The article provides an overview of treatment for early prostate cancer. Major strengths of the article are that the true natural history of prostate cancer is accurately described, namely that prostate cancer is slow-growing, many men will die of something else, and that men may not need to be treated at all. The article also does a good job of comparing and contrasting what men might stand to gain or lose by undergoing treatment or by waiting. Information on costs could improve the article as well as stating more explicitly that the benefit of aggressive treatment of early prostate cancer is unknown and/or uncertain.
The article doesn’t mention costs of “active surveillance” or any other treatment strategy. There is a cost associated with any of these choices.
Because of the uncertainty over treatment benefit, quantification of benefits, such as how much longer can one expect to live or how many lives are saved can’t be known. However, the article could have been more explicit about the issue of uncertain benefits with aggressive treatment for early prostate cancer.
The article does a good job of discussing harms of treatment, including risk of losing an opportunity to cure one’s disease by waiting, risk of sexual problems and leaking urine with treatment, and risk of having treatment and subsequent side effects and still having prostate cancer threaten your life.
The story is an informational piece about prostate cancer treament in general, making this a difficult criterion to evalaute. However, one overarching message is that there is a great deal of uncertainty around treating early prostate cancer. With that in mind, the article does describe that there are no direct head to head trials comparing surgery and radiation treatments, which accounts for much of the uncertainty. It remains controversial whether any aggressive treatment of early prostate cancer is effective.
The article does a terrific job of discussing early prostate cancer, includuing the fact that many prostate cancers are slow-growing, that many men will die of something else, and that many men may never need treatment. It also does a good job of comparing and contrasting what a man might have to gain and lose with and without treatment. Calling surgeons “medical artists” is a bit dramatic, but this term is attributed to patient support groups.
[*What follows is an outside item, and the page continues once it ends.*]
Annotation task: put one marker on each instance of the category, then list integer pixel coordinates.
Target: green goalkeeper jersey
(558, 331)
The story used several independent sources of information and for that we give it a satisfactory score. However, one concern is reporting that “researchers–and a few doctors–are beginning to agree” about waiting for treatment. Many of the researchers are themselves doctors, so this is clumsily confusing.
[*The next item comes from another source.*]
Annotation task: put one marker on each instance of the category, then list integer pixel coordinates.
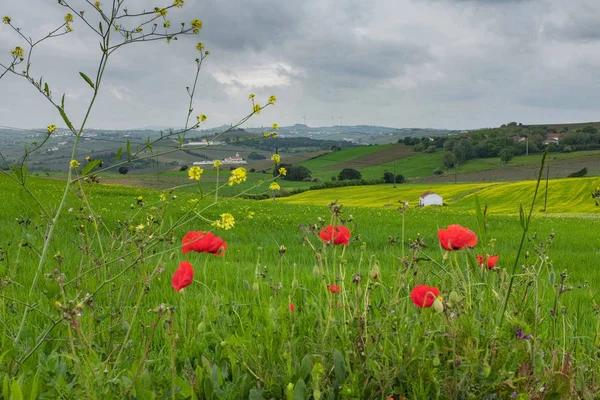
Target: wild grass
(119, 329)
The article does a nice job of comparing and contrasting treatment options, including active surveillance, surgery, and radiation. It also talks about hormone therapy, but appropriately cautions readers about what is and isn’t known about the timing of this option as well.
The article describes several available treatment choices currently being used for prostate cancer.
This story refers to “active surveillance” as the “newest thinking in the disease.” However, this really isn’t a new treatment option and is widely used in other countries. It’s probably more accurate to describe this as a treatment that is chosen less commonly rather than a new treatment.
There is no evidence that this story relied solely or largely on a news release.